Songs of sorrow and joy
Sinfonieorchester Basel
6 and 7 June 2018
Antoine Lederlin, Violoncello
Bertrand Chamayou, Piano
Ivor Bolton, Conductor
Gabriel Fauré - Overture to Pénélope
Camille Saint-Saëns - Concerto for Piano and Orchestra No. 2
Igor Stravinsky - Chant funèbre
Gabriel Fauré - Élégie
Igor Stravinsky - Chant du Rossignol
With an elegy and a funeral song the SOB lays this season to rest.
The Chant Funèbre (funeral song), written in 1908 when Stravinksy still was a relatively unknown composer, is a commemoration of his teacher Rimsky-Korsakov. The piece is a musical depiction of the funeral procession where each instrument pays tribute to the deceased composer. If you listen carefully, you can hear the same melody return in different disguises; each time the key, the phrasing or the instrument changes. After its first performance, the score was considered lost in the chaotic period following the Russian revolution, but was rediscovered during the renovation of a music library in Saint Petersburg in 2015. In this work Stravinsky is indebted to Rimsky, but the composition also bears traces of Wagner’s Funeral music from Siegfried. As we have seen so often this season, Wagner’s influence spreads far and wide.
Just like Stravinksy’s funeral song, Fauré’s Élégie – originally written for cello and piano (1880), but orchestrated by the composer fifteen years later – was an early work. The piece was envisioned as the slow movement of a sonata, but for unknown reasons Fauré (1845 – 1924) decided to leave it as a stand-alone composition. It was probaby its rather dark acoustic colour that led the composer to give it its current title.
Fauré was a pupil and friend of the former child prodigy Saint-Saëns (1835 – 1921). Saint-Saëns allegedly used a draft by Fauré as the main theme of his second piano concerto’s first movement. The concerto, an effervescent composition, betokens his later Le Carnaval des Animaux and is often seen as a pastiche of different musical styles. Bach (first movement) and Mendelssohn (second) are audible sources of inspiration. The concerto concludes with a wild tarantella that reminds of Offenbach.
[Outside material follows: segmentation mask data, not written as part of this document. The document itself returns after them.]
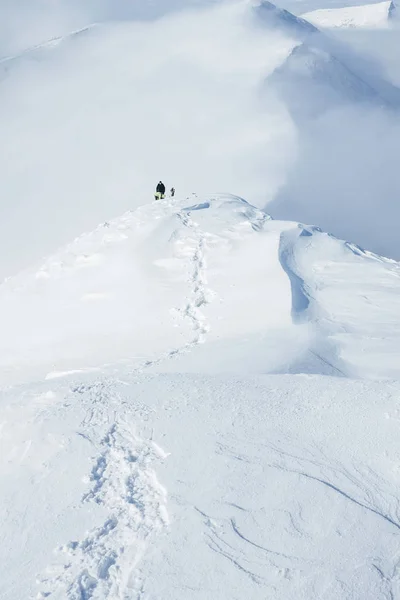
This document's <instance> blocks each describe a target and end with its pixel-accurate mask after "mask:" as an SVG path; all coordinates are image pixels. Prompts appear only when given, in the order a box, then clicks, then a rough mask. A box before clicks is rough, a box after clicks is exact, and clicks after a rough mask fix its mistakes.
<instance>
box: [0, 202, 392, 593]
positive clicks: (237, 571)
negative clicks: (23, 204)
mask: <svg viewBox="0 0 400 600" xmlns="http://www.w3.org/2000/svg"><path fill="white" fill-rule="evenodd" d="M399 273H400V271H399V265H398V263H396V262H394V261H391V260H388V259H384V258H382V257H379V256H376V255H374V254H371V253H369V252H367V251H364V250H362V249H360V248H358V247H357V246H355V245H353V244H351V243H348V242H343V241H341V240H338V239H336V238H334V237H332V236H329V235H327V234H324V233H323V232H321V231H319V230H318V229H316V228H312V227H306V226H304V225H299V224H297V223H291V222H280V221H274V220H272V219H271V218H270V217H269V216H268V215H267V214H265V213H264V212H262V211H260V210H259V209H257V208H255V207H253V206H251V205H250V204H248V203H247V202H245V201H244V200H243V199H241V198H239V197H236V196H232V195H228V194H220V195H211V196H208V197H200V198H197V197H195V196H193V197H191V198H189V199H187V198H186V199H179V198H175V199H174V200H173V201H170V200H166V201H163V202H154V203H152V204H150V205H146V206H143V207H142V208H140V209H138V210H136V211H134V212H132V213H127V214H125V215H123V216H122V217H121V218H119V219H115V220H114V221H111V222H108V223H105V224H103V225H101V226H99V227H98V228H97V229H96V230H95V231H94V232H93V233H92V234H85V235H83V236H81V237H80V238H78V239H77V240H75V241H74V242H73V243H72V244H71V245H69V246H68V247H67V248H65V249H62V250H60V251H59V252H58V253H57V254H56V255H55V256H53V257H51V258H49V259H48V260H47V261H46V262H45V263H43V264H42V265H41V266H39V267H35V268H34V269H32V270H31V271H29V272H26V273H22V274H20V275H19V276H18V277H15V278H13V279H10V280H9V281H8V282H7V283H6V284H4V285H3V286H1V287H0V309H1V314H3V315H5V314H6V315H7V322H4V329H3V331H4V336H3V337H2V340H1V343H2V346H1V352H0V365H1V374H2V381H3V385H4V383H6V382H7V383H10V384H12V385H9V386H8V388H7V389H5V391H4V393H3V397H2V399H1V402H0V424H1V437H0V445H1V447H0V450H1V451H0V478H1V485H0V506H1V507H2V508H1V510H0V525H1V528H2V531H3V534H4V543H3V546H2V548H1V549H0V561H1V564H3V565H4V569H5V577H4V579H3V580H2V582H1V583H0V596H1V597H2V598H4V600H25V599H26V597H34V595H35V594H36V591H37V589H36V584H35V580H36V578H37V580H38V586H39V593H40V594H41V597H42V598H46V597H50V598H51V597H52V598H54V599H55V600H56V599H59V600H64V599H66V600H82V598H84V599H85V600H89V599H91V600H106V599H108V600H111V599H115V600H117V599H118V600H121V599H122V598H123V599H126V600H128V598H129V599H130V600H131V599H132V598H135V599H138V600H139V599H145V598H148V599H150V598H163V599H165V600H167V599H168V598H170V599H171V600H180V599H182V600H187V594H188V590H190V595H191V597H192V598H193V599H195V600H196V599H198V600H204V598H209V597H216V596H218V597H219V598H221V600H222V599H225V598H226V599H228V598H236V597H237V598H241V597H243V596H244V595H249V594H250V595H251V597H252V598H254V599H255V600H256V599H258V598H260V600H263V599H264V598H265V595H266V594H267V595H270V596H271V597H273V598H274V600H286V599H287V598H288V597H296V598H299V600H303V599H304V600H320V598H321V597H324V598H326V599H327V600H337V598H341V597H346V598H349V599H351V600H358V599H359V598H361V597H362V598H363V599H365V600H376V598H380V597H382V598H394V599H396V598H400V588H399V586H398V578H397V570H398V566H397V559H396V556H397V547H398V538H399V533H398V529H399V520H398V511H399V506H400V504H399V495H398V491H397V490H398V481H397V479H398V456H397V454H398V453H397V438H398V431H397V430H398V419H399V416H398V410H397V404H396V403H397V396H398V393H400V392H399V390H398V382H397V381H386V382H381V381H377V382H373V381H366V380H371V379H382V378H387V377H388V376H390V377H393V378H397V379H398V378H399V375H400V372H399V367H398V365H397V362H396V357H397V356H398V353H399V351H400V330H399V325H398V314H399V311H400V305H399V304H400V293H399V292H400V277H399ZM33 356H34V358H35V364H34V365H31V364H30V362H29V361H30V360H32V357H33ZM14 364H18V365H19V369H18V370H17V369H15V368H12V367H13V365H14ZM233 372H234V373H235V374H234V375H233V374H232V373H233ZM183 373H186V375H183ZM267 373H271V374H275V375H269V376H268V375H266V374H267ZM278 374H282V376H280V375H278ZM327 375H331V376H333V377H329V378H327V377H326V376H327ZM354 375H356V376H357V377H358V378H359V379H360V381H358V382H356V381H352V380H350V379H348V377H349V376H354ZM32 380H36V381H38V382H39V383H32V382H31V381H32ZM18 381H20V382H21V383H20V384H19V385H18V386H17V385H16V382H18ZM40 381H42V382H43V383H40ZM28 497H29V498H30V502H29V504H28V505H27V504H26V498H28ZM39 538H40V539H39ZM21 556H23V557H24V559H23V565H24V568H23V573H21V572H20V568H19V565H20V557H21ZM25 557H26V558H25ZM360 565H362V566H360ZM344 594H345V595H344Z"/></svg>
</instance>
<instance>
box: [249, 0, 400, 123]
mask: <svg viewBox="0 0 400 600" xmlns="http://www.w3.org/2000/svg"><path fill="white" fill-rule="evenodd" d="M386 4H387V5H385V7H384V9H385V10H389V4H388V3H386ZM253 10H254V17H255V19H256V21H257V22H258V23H259V24H260V25H263V26H266V27H268V28H271V29H276V28H278V29H281V30H282V31H285V32H286V33H288V34H289V35H291V36H292V37H293V38H294V39H295V40H297V41H298V42H301V43H302V44H303V46H302V48H301V49H297V48H295V49H294V50H293V51H292V53H291V54H290V56H289V57H288V59H287V60H286V61H285V62H284V63H283V64H282V65H281V66H278V67H277V70H276V73H275V74H274V75H273V77H272V78H271V81H273V82H276V81H279V83H280V85H282V86H283V91H284V99H285V101H288V102H289V104H290V105H293V104H294V103H295V102H296V100H297V96H299V103H300V104H301V109H300V112H301V111H304V109H306V105H307V103H309V104H310V106H311V109H310V110H311V112H312V110H315V109H317V110H318V109H323V108H324V106H325V103H326V108H330V107H331V105H332V104H334V103H335V101H339V103H340V101H347V102H349V101H359V100H362V101H364V100H367V101H371V100H374V101H375V102H377V103H378V104H379V103H380V104H383V105H386V106H388V107H392V108H399V107H400V89H398V88H397V87H395V86H394V85H392V84H391V83H389V82H388V81H387V80H386V78H385V76H384V75H383V74H382V73H381V72H380V70H379V68H378V67H377V65H376V64H375V63H373V61H371V60H368V59H366V58H365V57H362V56H360V55H358V54H357V53H355V52H354V50H352V49H351V48H350V47H348V46H346V45H345V44H344V43H342V42H340V41H339V40H337V39H334V38H331V37H330V36H329V35H328V34H326V33H325V32H323V31H320V30H319V29H317V27H315V25H313V24H311V23H309V22H308V21H307V20H306V19H304V18H300V17H296V16H294V15H292V14H291V13H290V12H288V11H287V10H283V9H280V8H277V7H276V6H275V5H273V4H272V3H270V2H268V1H266V0H262V1H261V2H260V4H259V5H257V6H256V7H255V8H254V9H253ZM376 10H377V9H376V5H375V7H374V8H373V9H372V11H373V12H374V14H375V13H376ZM379 10H380V9H379ZM301 43H300V44H297V45H301ZM318 92H319V97H317V96H318ZM314 98H315V99H316V103H317V104H318V106H314V105H313V101H314Z"/></svg>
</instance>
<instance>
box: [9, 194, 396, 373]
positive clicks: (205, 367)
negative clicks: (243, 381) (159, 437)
mask: <svg viewBox="0 0 400 600" xmlns="http://www.w3.org/2000/svg"><path fill="white" fill-rule="evenodd" d="M354 248H355V247H354V246H352V245H349V244H346V243H344V242H341V241H340V240H337V239H335V238H333V237H331V236H328V235H327V234H324V233H322V232H321V231H318V230H315V229H310V228H306V227H304V226H300V225H298V224H296V223H290V222H279V221H273V220H271V219H270V218H269V216H268V215H267V214H265V213H264V212H263V211H261V210H259V209H257V208H255V207H253V206H251V205H250V204H248V203H247V202H245V201H244V200H242V199H240V198H238V197H235V196H229V195H216V196H210V197H204V198H199V199H198V198H196V197H193V198H191V199H185V200H180V201H179V200H175V199H174V200H166V201H163V202H159V203H151V204H149V205H147V206H143V207H141V208H140V209H138V210H136V211H134V212H132V213H127V214H125V215H123V216H122V217H121V218H119V219H116V220H114V221H112V222H110V223H105V224H103V225H102V226H100V227H98V228H97V229H96V230H95V231H94V232H93V233H92V234H86V235H84V236H81V237H80V238H78V239H77V240H75V241H74V242H73V243H72V244H71V245H69V246H68V247H67V248H66V249H64V250H60V251H59V252H58V253H57V254H56V255H54V256H53V257H51V258H50V259H48V260H47V261H46V262H45V263H44V264H42V265H41V266H40V267H38V268H37V269H35V270H32V271H30V272H28V273H24V274H21V275H20V276H18V277H16V278H12V279H10V280H8V281H7V282H5V283H4V284H3V285H2V286H1V287H0V309H1V314H2V315H7V317H6V318H4V322H3V324H2V331H3V337H2V348H1V354H0V366H1V374H2V378H3V379H4V380H7V381H12V380H14V379H15V380H18V379H19V378H20V376H21V373H26V372H30V373H31V376H33V375H34V373H41V375H42V376H46V375H47V376H48V377H54V376H55V375H57V373H60V372H61V373H63V372H65V371H73V372H79V371H82V370H89V371H90V370H93V369H98V368H102V367H104V365H105V364H106V363H107V364H109V365H112V364H116V363H119V362H121V361H123V362H124V363H126V362H127V363H128V364H130V365H131V367H132V368H139V367H140V366H143V365H147V367H149V366H153V367H154V368H157V369H159V368H161V369H162V370H167V371H168V370H171V369H172V370H173V371H174V370H176V369H179V370H186V371H193V370H195V371H197V369H199V368H200V369H201V370H202V371H231V370H234V371H236V372H238V371H239V372H240V371H243V370H244V371H248V370H250V371H252V372H315V373H325V374H340V375H342V376H345V375H357V376H361V375H362V376H368V377H381V376H386V375H388V376H395V375H396V374H398V371H399V367H398V365H397V362H396V360H395V349H396V348H397V344H398V343H399V340H400V331H399V330H398V326H397V321H396V311H397V310H398V302H399V300H398V290H399V286H400V279H399V271H398V265H397V263H395V262H394V261H389V260H387V259H382V258H379V257H376V256H373V255H369V254H367V253H362V252H360V251H358V250H357V251H356V252H355V251H354ZM354 282H356V284H355V283H354ZM377 282H379V285H378V283H377ZM376 288H378V289H379V295H378V299H379V300H378V304H379V305H382V306H384V308H385V318H387V319H388V321H387V326H383V324H382V317H381V314H380V312H378V313H376V312H375V308H374V307H375V301H374V302H372V303H371V302H370V296H371V294H373V295H374V296H375V294H376V292H375V290H376ZM343 295H345V302H344V303H343V304H342V302H341V298H342V296H343ZM327 315H329V317H328V316H327ZM374 327H375V328H376V330H377V331H378V330H379V331H380V335H381V334H382V331H383V329H385V339H386V342H385V346H384V347H381V346H380V344H379V342H377V341H376V339H375V338H374V336H373V335H371V328H372V330H373V329H374ZM385 327H386V328H385ZM382 328H383V329H382ZM347 331H351V332H353V333H354V332H355V331H356V332H357V335H353V333H344V332H347ZM244 339H246V342H245V343H244V342H243V340H244ZM235 340H236V341H235ZM360 345H361V346H362V347H363V348H364V349H365V347H366V345H367V346H368V348H369V351H368V356H373V355H374V360H373V366H372V365H371V366H369V367H368V371H365V369H364V367H363V362H362V361H361V363H360V361H359V356H360ZM214 347H215V348H217V349H218V348H219V351H218V353H217V356H218V359H216V358H215V357H214V358H213V360H212V361H210V360H209V357H210V356H211V355H210V353H209V348H214ZM389 348H390V350H389ZM388 352H389V354H388ZM392 352H393V356H392ZM169 359H172V361H170V360H169ZM17 365H18V366H17ZM28 365H29V368H28Z"/></svg>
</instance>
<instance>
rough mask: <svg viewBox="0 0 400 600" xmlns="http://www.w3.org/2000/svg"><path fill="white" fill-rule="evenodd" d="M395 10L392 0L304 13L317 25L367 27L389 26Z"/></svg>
mask: <svg viewBox="0 0 400 600" xmlns="http://www.w3.org/2000/svg"><path fill="white" fill-rule="evenodd" d="M394 10H395V5H394V3H393V2H391V1H390V0H389V1H387V2H378V3H377V4H367V5H365V6H346V7H344V8H321V9H319V10H315V11H311V12H309V13H305V14H304V15H302V17H303V19H306V20H307V21H309V22H310V23H312V24H313V25H315V26H317V27H324V28H325V27H326V28H330V27H366V28H387V27H388V26H389V20H390V17H391V15H392V14H393V12H394Z"/></svg>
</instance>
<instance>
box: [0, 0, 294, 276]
mask: <svg viewBox="0 0 400 600" xmlns="http://www.w3.org/2000/svg"><path fill="white" fill-rule="evenodd" d="M134 4H135V5H136V4H137V3H134ZM250 12H251V11H250V9H249V7H248V5H247V3H242V2H240V3H236V2H235V3H233V4H231V3H229V2H228V3H222V4H218V3H217V5H216V6H203V7H202V8H201V9H199V7H197V9H196V10H195V9H194V8H192V9H191V10H187V11H183V12H179V13H175V12H174V13H173V14H171V15H166V16H164V17H163V18H159V19H156V20H149V21H143V22H139V21H124V22H112V23H103V24H99V25H97V26H93V27H88V28H85V29H83V30H81V31H79V32H76V33H74V34H71V35H68V36H65V37H61V38H59V39H55V40H52V41H51V42H49V43H47V44H43V45H41V46H40V47H37V48H35V49H34V50H31V51H29V52H25V53H23V54H22V55H19V56H16V57H14V58H12V59H10V60H5V61H3V62H2V63H0V79H1V81H0V86H1V95H0V128H1V131H2V141H3V143H2V145H1V149H0V159H1V164H2V166H3V169H2V177H1V193H2V197H4V198H8V199H9V200H10V201H8V202H5V203H3V204H2V209H1V219H0V279H1V278H3V277H4V276H8V275H13V274H15V272H17V271H18V270H19V269H20V268H23V267H26V266H29V264H30V262H31V260H32V259H33V260H38V259H39V258H40V257H42V256H46V255H48V254H49V253H50V252H52V251H53V250H54V248H56V247H58V246H60V245H62V244H65V243H67V242H68V241H69V240H70V239H72V238H73V237H75V236H77V235H79V234H80V233H81V232H82V231H87V230H91V229H92V228H93V227H94V226H95V225H96V224H97V223H99V222H101V221H103V220H106V219H109V218H111V217H113V216H115V215H118V214H121V213H123V212H125V211H126V210H129V209H131V208H136V207H137V206H138V202H140V203H141V202H143V201H145V200H146V199H149V200H150V199H151V198H152V193H153V188H154V185H155V184H156V182H157V181H158V180H159V179H160V178H162V179H168V180H169V181H170V184H171V185H174V186H175V187H176V189H177V190H178V191H179V193H182V194H189V193H191V192H192V191H196V192H198V193H202V192H204V191H207V190H209V189H217V190H227V189H228V190H232V189H234V190H235V192H236V193H238V194H241V195H243V196H245V197H247V198H249V199H251V201H252V202H253V203H255V204H257V205H260V206H264V205H265V203H266V202H267V201H268V200H269V199H272V197H273V195H274V193H275V191H276V190H277V189H278V187H279V186H280V185H281V184H282V183H283V181H284V179H285V172H286V169H287V167H288V165H289V164H290V162H291V157H292V147H293V140H294V137H295V129H294V126H293V123H292V122H291V120H290V118H289V117H288V114H287V111H286V109H285V107H284V106H282V105H281V104H280V103H279V102H278V101H277V100H276V99H275V98H273V97H270V98H269V100H268V101H266V100H265V99H263V100H261V99H260V97H259V86H260V83H261V82H262V80H263V79H264V77H265V76H266V75H268V74H269V73H272V72H273V70H274V69H275V68H276V67H277V66H279V65H280V64H281V63H282V61H284V60H285V59H286V58H287V56H288V55H289V54H290V52H291V51H292V49H293V46H294V44H295V42H294V41H293V39H291V38H289V37H288V36H287V35H286V34H284V33H282V32H279V31H275V32H274V31H271V32H269V33H268V35H265V30H264V29H263V28H259V27H256V26H255V24H254V21H253V20H252V19H251V18H250V16H249V15H250ZM160 107H162V110H160ZM139 199H140V200H139ZM49 223H51V226H49V225H48V224H49ZM21 239H23V240H24V243H23V244H22V243H21V241H20V240H21Z"/></svg>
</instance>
Saint-Saëns’s concerto is preceded by the overture to Fauré’s opera Pénélope. Although Fauré is said to have remained a very French composer throughout his life, Pénélope uses concepts that are distinctly Wagnerian, such as the leitmotif. Despite that, German newpapers were generally lukewarm about Fauré’s work, which- to make things worse – got pushed into oblivion by the premiere of Stravinsky’s scandalous The Rite of Spring, only three weeks after the Parisian maiden performance of Pénélope.
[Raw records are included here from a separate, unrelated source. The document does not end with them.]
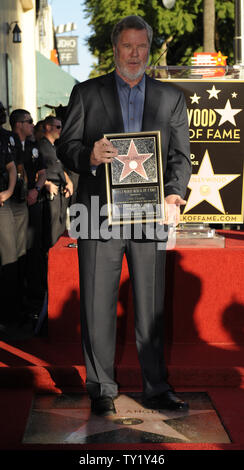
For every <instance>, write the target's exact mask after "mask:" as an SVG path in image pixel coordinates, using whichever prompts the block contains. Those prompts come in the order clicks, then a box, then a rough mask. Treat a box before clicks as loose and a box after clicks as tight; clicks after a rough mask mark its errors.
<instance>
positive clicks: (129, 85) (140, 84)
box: [115, 71, 145, 92]
mask: <svg viewBox="0 0 244 470" xmlns="http://www.w3.org/2000/svg"><path fill="white" fill-rule="evenodd" d="M115 79H116V82H117V84H118V85H119V86H121V87H124V86H127V87H128V88H131V87H130V85H129V84H128V83H126V82H125V81H124V80H123V78H121V77H120V75H118V74H117V72H116V71H115ZM133 88H138V89H139V90H140V91H142V92H143V91H144V89H145V73H144V74H143V76H142V78H141V80H140V81H139V83H137V85H135V86H134V87H133Z"/></svg>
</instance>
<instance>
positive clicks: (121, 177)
mask: <svg viewBox="0 0 244 470" xmlns="http://www.w3.org/2000/svg"><path fill="white" fill-rule="evenodd" d="M152 155H153V153H138V151H137V148H136V146H135V144H134V140H133V139H131V142H130V147H129V150H128V153H127V155H118V157H115V158H116V160H119V161H120V162H121V163H123V165H124V167H123V170H122V173H121V175H120V181H122V180H123V179H124V178H126V176H128V175H130V174H131V173H132V172H133V171H135V172H136V173H137V174H138V175H140V176H142V178H144V179H146V180H148V176H147V174H146V171H145V168H144V166H143V163H145V162H146V161H147V160H148V159H149V158H150V157H151V156H152Z"/></svg>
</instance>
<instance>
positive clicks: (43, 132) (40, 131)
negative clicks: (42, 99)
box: [34, 119, 44, 142]
mask: <svg viewBox="0 0 244 470" xmlns="http://www.w3.org/2000/svg"><path fill="white" fill-rule="evenodd" d="M43 136H44V129H43V119H42V120H40V121H38V122H37V123H36V124H35V126H34V140H35V141H36V142H39V140H40V139H41V138H42V137H43Z"/></svg>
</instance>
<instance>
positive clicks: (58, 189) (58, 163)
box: [38, 116, 73, 251]
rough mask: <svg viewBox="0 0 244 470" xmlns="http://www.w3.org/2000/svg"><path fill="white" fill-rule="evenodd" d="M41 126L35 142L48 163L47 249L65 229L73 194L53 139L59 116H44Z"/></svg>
mask: <svg viewBox="0 0 244 470" xmlns="http://www.w3.org/2000/svg"><path fill="white" fill-rule="evenodd" d="M43 128H44V136H43V137H42V138H41V139H40V141H39V142H38V149H39V152H40V154H41V156H42V157H43V160H44V163H45V165H46V167H47V179H46V182H45V191H46V197H45V201H44V226H45V228H44V245H45V248H46V250H47V251H48V250H49V248H51V247H52V246H53V245H54V244H55V243H56V241H57V240H58V239H59V237H60V236H61V235H62V234H63V233H64V231H65V229H66V216H67V207H68V204H69V199H70V197H71V195H72V194H73V183H72V181H71V179H70V177H69V176H68V174H67V172H66V171H65V170H64V168H63V164H62V163H61V162H60V160H59V159H58V158H57V155H56V147H55V141H56V140H57V139H58V138H59V136H60V133H61V129H62V124H61V120H60V119H58V118H57V117H54V116H47V117H46V118H45V120H44V122H43Z"/></svg>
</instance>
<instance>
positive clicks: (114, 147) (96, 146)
mask: <svg viewBox="0 0 244 470" xmlns="http://www.w3.org/2000/svg"><path fill="white" fill-rule="evenodd" d="M117 155H118V150H117V149H116V148H115V147H114V146H113V144H111V142H110V141H109V140H108V139H106V137H103V138H102V139H100V140H98V141H97V142H95V144H94V147H93V149H92V153H91V155H90V164H91V166H98V165H101V163H111V162H112V161H113V159H114V158H115V157H117Z"/></svg>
It was around the same time that Stravinksy composed his opera Le Rossignol (The Nightingale) that he later reworked into a symphonic poem. Renamed Le Chant du Rossignol (The Song of the Nightingale) it is based on an Andersen fairytale about a nightingale that sings for the Chinese emperor. When a mechanical nightingale gifted by the Japanese monarch enthralls the emperor and his royal household, the real nightingale disappears. Notified of the imminent death by grief over the lost bird, the nightingale comes back to the emperor, only to return to nature after the emperor’s recovery. The contrast between natural and mechanical is central to the piece, in which the flute, obviously, is the shining star and Eastern-Asian themes spice up the melodic material.
These English program notes have been published in the magazine (No. 8, 2017/2018) of the Sinfonieorchester Basel.